First, I read all 58 pages of Alden’s latest ADV filing, which is one of the few reports required of a privately held company by the Securities and Exchange Commission. That was a fun couple of hours spent marking each of Alden’s various investment companies with different-colored flags.

 

I was ready to start my wall. But wait! I also had to re-read filings from two court cases, because lawsuits and bankruptcy filings are often the only places you can find details about companies that are, well, less than transparent.

A crazy wall has to be changed around as new facts or questions pop up, which is why I use sticky notes. I could have used a bulletin board, but I don’t own one, so I recycled a cardboard box and got to work. I used black thread to mark the connections and various colored papers to denote different kinds of transactions.

Click image to enlarge.

Yes, Alden is that complicated. Here’s what emerged over the two-plus days of putting the Alden Crazy Wall together.

  • I finally figured out where, exactly, the Digital First Media newspaper chain is held. Five different Alden funds control DFM/MNG, and all but one are incorporated in the Cayman Islands:

Alden Global Opportunities Master Fund, L.P.
Alden DFM SPV LLC
Alden Global Value Recovery Master Fund, L.P.
Alden DFM SPV Ltd.
Turnpike Limited

  • The overlap of directors for various Alden-related companies is stunning — directors have been shuffled from newspapers to pharmacy and shoe store chains. Even when those businesses bleed money or go bankrupt, Alden executives make millions from salaries, bonuses and management and performance fees.
  • Alden makes money even when its companies lose. According to its latest investors’ brochure, Alden collects the standard 2 percent annual management fees for the roughly $1 billion it has in Regulatory Assets Under Management. That’s $20 million a year, no matter how poorly those investments perform.
  • A LOT of money has been taken out of Digital First Media newspapers to use for other investments. It’s hard to tell if some money transfers I gleaned from court filings overlap, but I’ve counted roughly $520 million on the low end and up to $745 million on the high end. All taken from DFM papers and workers’ pensions for Alden’s own investments. (I didn’t include the purchases of the Orange County Register or Boston Herald, as those could be considered typical investments for a newspaper chain.) At the very least, we’re looking at half a billion dollars stripped from hometown papers across the country — money that could have been reinvested in those papers and communities.
  • I ran into a lot of dead ends, because Alden shutters and creates new companies (i.e. investment funds) all the time. And these funds own other funds, and they have lots of similar names. I stuck to the ones Alden currently states it owns in the SEC’s Form ADV, plus a few now-defunct funds that were involved in important transactions during the past few years.
  • Of the 21 Alden shell companies diagrammed, 9 were incorporated in the Caymans. Seven were incorporated in Delaware (almost as much of a tax secrecy haven as the Caymans) and the rest are unknown. Finding out who the human beings are behind these entities is close to impossible.
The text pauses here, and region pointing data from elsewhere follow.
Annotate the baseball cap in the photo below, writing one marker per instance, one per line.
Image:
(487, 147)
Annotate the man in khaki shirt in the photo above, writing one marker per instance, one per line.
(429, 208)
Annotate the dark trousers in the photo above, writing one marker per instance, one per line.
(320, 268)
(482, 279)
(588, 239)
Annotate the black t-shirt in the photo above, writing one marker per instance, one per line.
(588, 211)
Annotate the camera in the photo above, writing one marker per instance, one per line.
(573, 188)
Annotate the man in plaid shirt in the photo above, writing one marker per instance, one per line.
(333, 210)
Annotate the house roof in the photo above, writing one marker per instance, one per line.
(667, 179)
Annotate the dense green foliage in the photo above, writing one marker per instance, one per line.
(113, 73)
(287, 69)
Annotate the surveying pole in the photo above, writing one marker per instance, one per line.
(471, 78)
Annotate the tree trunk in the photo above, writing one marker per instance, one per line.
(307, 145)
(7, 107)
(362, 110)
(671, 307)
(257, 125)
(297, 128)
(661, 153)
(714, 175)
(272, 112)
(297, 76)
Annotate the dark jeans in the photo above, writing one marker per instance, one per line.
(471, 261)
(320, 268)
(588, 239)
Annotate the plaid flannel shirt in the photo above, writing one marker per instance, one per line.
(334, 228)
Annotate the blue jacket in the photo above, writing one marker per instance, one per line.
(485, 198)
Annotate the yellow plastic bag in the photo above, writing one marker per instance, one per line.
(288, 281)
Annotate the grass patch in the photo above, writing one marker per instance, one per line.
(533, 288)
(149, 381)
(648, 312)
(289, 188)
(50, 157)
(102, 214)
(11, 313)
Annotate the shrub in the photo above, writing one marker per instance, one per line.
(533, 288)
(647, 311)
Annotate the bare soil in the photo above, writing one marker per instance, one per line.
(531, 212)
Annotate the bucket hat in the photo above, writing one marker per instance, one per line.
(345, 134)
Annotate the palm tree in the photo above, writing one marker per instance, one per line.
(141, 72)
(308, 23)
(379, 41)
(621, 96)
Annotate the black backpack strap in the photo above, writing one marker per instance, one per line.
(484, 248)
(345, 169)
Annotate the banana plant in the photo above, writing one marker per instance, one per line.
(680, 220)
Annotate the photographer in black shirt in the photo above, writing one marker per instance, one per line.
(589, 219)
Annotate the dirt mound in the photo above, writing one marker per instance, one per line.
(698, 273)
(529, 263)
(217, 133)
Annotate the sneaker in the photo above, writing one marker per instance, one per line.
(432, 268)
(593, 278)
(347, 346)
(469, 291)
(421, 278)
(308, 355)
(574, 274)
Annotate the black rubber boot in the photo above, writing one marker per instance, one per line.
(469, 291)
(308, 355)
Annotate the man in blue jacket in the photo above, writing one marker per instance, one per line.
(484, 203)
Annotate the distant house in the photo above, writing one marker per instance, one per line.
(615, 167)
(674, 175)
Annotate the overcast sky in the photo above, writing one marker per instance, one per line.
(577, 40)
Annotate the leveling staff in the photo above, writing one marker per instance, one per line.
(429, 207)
So what does all this tell us?

It tells us that the true owners of scores of U.S. newspapers controlled by Alden are likely impossible to identify.

It means that Alden’s — and, by extension, DFM’s — monies are confusingly blended into a mishmash of investment funds primarily owned by unknown people who may be from anywhere in the world.

It shows a deliberate layering of offshore and domestic shell companies that have few reporting requirements because they are privately held and located in tax havens.

Is this what we expect from our local news sources? Americans are used to knowing who owns their local paper — and have always felt free to criticize them. Even if readers hated the William Randolph Hearsts, the Rupert Murdochs or the Grahams, they knew who they were. They could judge their politics, biases and allies and decide what they thought of the coverage.

With Alden, though, we simply don’t know. All we have is a web of offshore LLCs and limited partnerships located in corporate secrecy havens.

It’s time for readers to demand answers from the publishers of Alden’s newspapers. And it’s time for lawmakers to investigate the grave problem that hedge fund news owners like Alden present, and to find ways to penetrate the layers of corporate secrecy.

An informed democracy demands it.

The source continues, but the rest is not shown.